Before we go any further, we know there are some old cars that are awful and have no good reason to be on the road. We’re not advocating the survival of those cars. What we are advocating are the cars that are built, running and driving, perfectly serviceable and probably parked outside your house right now. For the best part, there is nothing wrong with these cars. They’re safe, they’re economical and they’re not too hard on the eye. Unless you’ve bought a Ssanyong Rexton.
They’re also still making use of the environmental efforts that went into building them. And that’s something the Government seems to conveniently forget when it comes to cars. It takes a lot of effort to build just one car. Steel has to be refined, plastics moulded, glass shaped, cows skinned, the list goes on. As such, a ten year-old car, say, a MINI Cooper, that is still passing MOTs and still bimbling about happily is, on paper, more economical than a shiny new Tesla. Cheaper for mere mortals to buy, too.
Electric cars are brilliant. We’ve had a play in a Nissan leaf and while it wasn’t exactly thrilling, it was a good car. We welcome the EV revolution. It’ll leave more fuel for the old guard (but we’re not getting into classic cars here, that’s an entirely different post). However, EV cars aren’t accessible to the masses yet. This very site exists as proof that there are people out there who only have a couple of grand to throw at a car. Many don’t even have that.
Yes, driving is a privilege, not a right. However, punishing those who can’t afford to be at the cutting edge would be a huge step back. Not only would it cause untold issues for families up and down the country, it would also further drive a wedge between ‘the people’ and the government. Though given who we’ve got in power at the moment, they won’t care.
These motorists are getting the most bang for the environment and manufacturing process’s buck, rather than chopping in perfectly serviceable items because something new and shiny has come along. Then there’s the manufacturing effort that goes into an EV or hybrid vehicle. Batteries do not grow on trees. It’s a huge chemical and mechanical effort to make batteries. Presumably, the environmental cost of building a Leaf is greater than that of a Micra.

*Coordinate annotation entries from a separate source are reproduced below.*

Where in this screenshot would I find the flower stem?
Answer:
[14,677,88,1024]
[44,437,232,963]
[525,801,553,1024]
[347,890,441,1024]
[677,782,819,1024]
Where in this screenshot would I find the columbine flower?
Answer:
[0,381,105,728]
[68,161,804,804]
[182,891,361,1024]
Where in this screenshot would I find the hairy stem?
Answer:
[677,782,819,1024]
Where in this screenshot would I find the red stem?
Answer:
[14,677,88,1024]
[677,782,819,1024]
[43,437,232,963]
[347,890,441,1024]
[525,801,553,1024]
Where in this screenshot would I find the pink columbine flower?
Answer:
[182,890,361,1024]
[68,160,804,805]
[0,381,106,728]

By all means, tougher MOTs would be welcome to get rid of of the worst ICE polluters – we’re not blinkered, we know they’re out there. But that’s all that really needs to happen. The change to mass EV motoring needs to be organic, not forced. What we have now is not killing the globe. Decades past did the bulk of the damage. Since then we have learned, and we have adapted for the better. We welcome EV motoring, but only if we can slip into it gently at at our pace. Twenty-three years is probably more than enough, but let us just get there. Don’t hold that date over our head. Don’t use that to devalue what we have now. What we have is perfectly serviceable and, in terms of lifespan against manufacturing effort, is extremely economical.
Thank about it, if you take a bite out of an apple, do you then throw it away and grab a fresh one for the second bite? No, you don’t.